The first photo shoot had the ladies becoming outsized versions of their original Top Model personas. We learn that Lisa stared at Sheena so much that Sheena asked if she was a lesbian. Lisa was merely a straight lady in awe of Sheena's hotness. Isis made the whole thing seem effortless by awkwardly throwing her leg up in the air, but Brittany struggled with embracing her old persona. Or she embraced her old persona too much. One of those things. After the shoot, the models had to endure a live judging surrounded by adoring and/or hostile fans. Brittany tried to endear herself to the crowd by being loud and drunk, with mixed results. Nicki Minaj proved to be quite a competent guest judge, and fans got to weigh in on who they did and did not like. Alexandria was shaken when someone yelled at her to fuck off, as if that doesn't happen twice a day, every day of her life, by friends and strangers alike. But it was Brittany who got eliminated for being memorably unmemorable. And all the face work, probably. It reminded everyone too much of Janice Dickinson.
After a break, we focus on Isis -- the only transgender contestant in the show's history. She apparently had to answer a lot of questions from the other girls. Angelea, for example asks if her stitches were dissolvable. They were. Kayla asks if Isis had "stereotypical 'gay sex'." What does that even mean? Bianca asks euphemistically, "How do you make THIS into THAT?" The answer: penile implant. Bianca interviews that, being with so many different girls in the house, the best thing that you can do is ask questions and not judge. To her credit, Isis is very patient with it all. The dirtier and nitty-grittier the question, the better. I don't know what exactly the question was, but Isis sprouts this gem in a bonus clip: "Of course I had an orgasm, girl!" And then there's something about a donut that you sit on. There is a lot going on in the life of Isis!

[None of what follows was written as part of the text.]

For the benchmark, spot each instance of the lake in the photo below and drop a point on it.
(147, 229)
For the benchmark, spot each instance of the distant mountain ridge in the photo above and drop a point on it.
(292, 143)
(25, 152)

Next, the girls got a visit from tiny brand strategist Martin Lindstrom. He is to blame for much of what we have endured this season, as well as much of what we have endured from Tyra historically. Each girl got a brand word, and beat it to death for the weeks ahead. Bianca got "candid," and became emboldened. And to what purpose did she put her renewed candor? Yes, arguing with Camille about phone privileges. Bianca is so candid that she doesn't mind barging in on a person when said person has only been on the phone for eight minutes. Too bad, says candid Bianca. Your time is up! Bre finally has to tell Bianca to get the fuck away from the phone room door, I guess before she gets so candid that the glass spontaneously shatters. A house meeting was called, which Lisa kicked off with an enthusiastic, "Hear ye! Hear ye!" You know, something has happened over the course of this season where I actually just kind of like Lisa. I know I give her a hard time, but at the bottom of it she's just a girl trying to hustle. She also seems pretty smart. Maybe the holiday season has erased all of my vitriol, like the Grinch. I be like whoa at how my heart has grown three sizes.